Listening Policy Workshop on How to Resolve the Housing Issues of University Students
Date: May 3, 2012
Venue: Garam Hall, Hongik University
It feels so good to be on campus again. All of the young, healthy students I see here today remind me of the bright and clear weather of May. I am grateful for that. Student councils from three universities, university students, professors who joined the discussion panels, and representatives from the central government, thank you so much for inviting me here.
The cost of accommodations accounts for approximately 50 percent of the expenses paid by university students, and I think that we should seriously consider how to improve such accommodations, as well as the students’ quality of life. In order for our universities to serve their main purpose, it is important that we resolve these issues. Students should have dreams; I consider it a social duty of those who have been granted the opportunity to get an education. However, I am aware of the grim reality that pushes university students to find jobs. Nevertheless, students have the opportunity to effect change in their learning environments and build the foundations for realizing their dreams in diverse ways. This is the issue I would like to talk about today.

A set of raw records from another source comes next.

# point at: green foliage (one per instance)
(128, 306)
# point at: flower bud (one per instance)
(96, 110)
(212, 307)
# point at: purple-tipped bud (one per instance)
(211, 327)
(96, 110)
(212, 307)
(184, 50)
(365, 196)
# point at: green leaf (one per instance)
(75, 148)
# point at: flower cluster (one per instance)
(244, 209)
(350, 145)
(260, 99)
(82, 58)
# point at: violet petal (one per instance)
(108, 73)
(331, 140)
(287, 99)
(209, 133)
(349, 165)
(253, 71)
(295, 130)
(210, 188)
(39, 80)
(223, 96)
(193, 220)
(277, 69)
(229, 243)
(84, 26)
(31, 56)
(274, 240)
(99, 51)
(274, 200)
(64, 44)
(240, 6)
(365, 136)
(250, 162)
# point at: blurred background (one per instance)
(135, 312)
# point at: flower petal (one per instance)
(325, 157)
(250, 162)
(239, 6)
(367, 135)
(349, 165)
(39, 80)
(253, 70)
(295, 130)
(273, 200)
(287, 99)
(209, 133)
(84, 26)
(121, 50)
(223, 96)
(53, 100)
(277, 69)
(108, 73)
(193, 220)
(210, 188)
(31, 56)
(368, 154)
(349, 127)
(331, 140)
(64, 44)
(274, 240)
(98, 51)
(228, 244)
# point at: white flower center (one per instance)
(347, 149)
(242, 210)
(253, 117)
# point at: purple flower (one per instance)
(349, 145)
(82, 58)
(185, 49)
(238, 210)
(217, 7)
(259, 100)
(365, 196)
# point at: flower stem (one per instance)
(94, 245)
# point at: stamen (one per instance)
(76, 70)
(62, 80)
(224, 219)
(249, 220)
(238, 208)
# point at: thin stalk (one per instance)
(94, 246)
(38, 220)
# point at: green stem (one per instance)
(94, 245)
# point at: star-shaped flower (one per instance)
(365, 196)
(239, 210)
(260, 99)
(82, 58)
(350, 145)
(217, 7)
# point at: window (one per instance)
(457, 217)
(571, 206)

Have you heard of the 3 pyeong (10-square-meter) “Mini House” in Sweden? The Mini House is designed with two floors—the second floor is the bedroom while the first floor contains the kitchen, living room, and bathroom. About 100 of these houses have been built, and they can be rented for about KRW 400,000 per month, which is even cheaper than the average of KRW 700,000 in rent paid by our students. I am not saying that the Seoul Metropolitan Government will use this idea, but I would like to stress that we are determined to pursue a solution to the issue of accommodation for university students.
I will continue to speak about and maintain public interest in this issue until the day we finally realize reasonable accommodations for our students.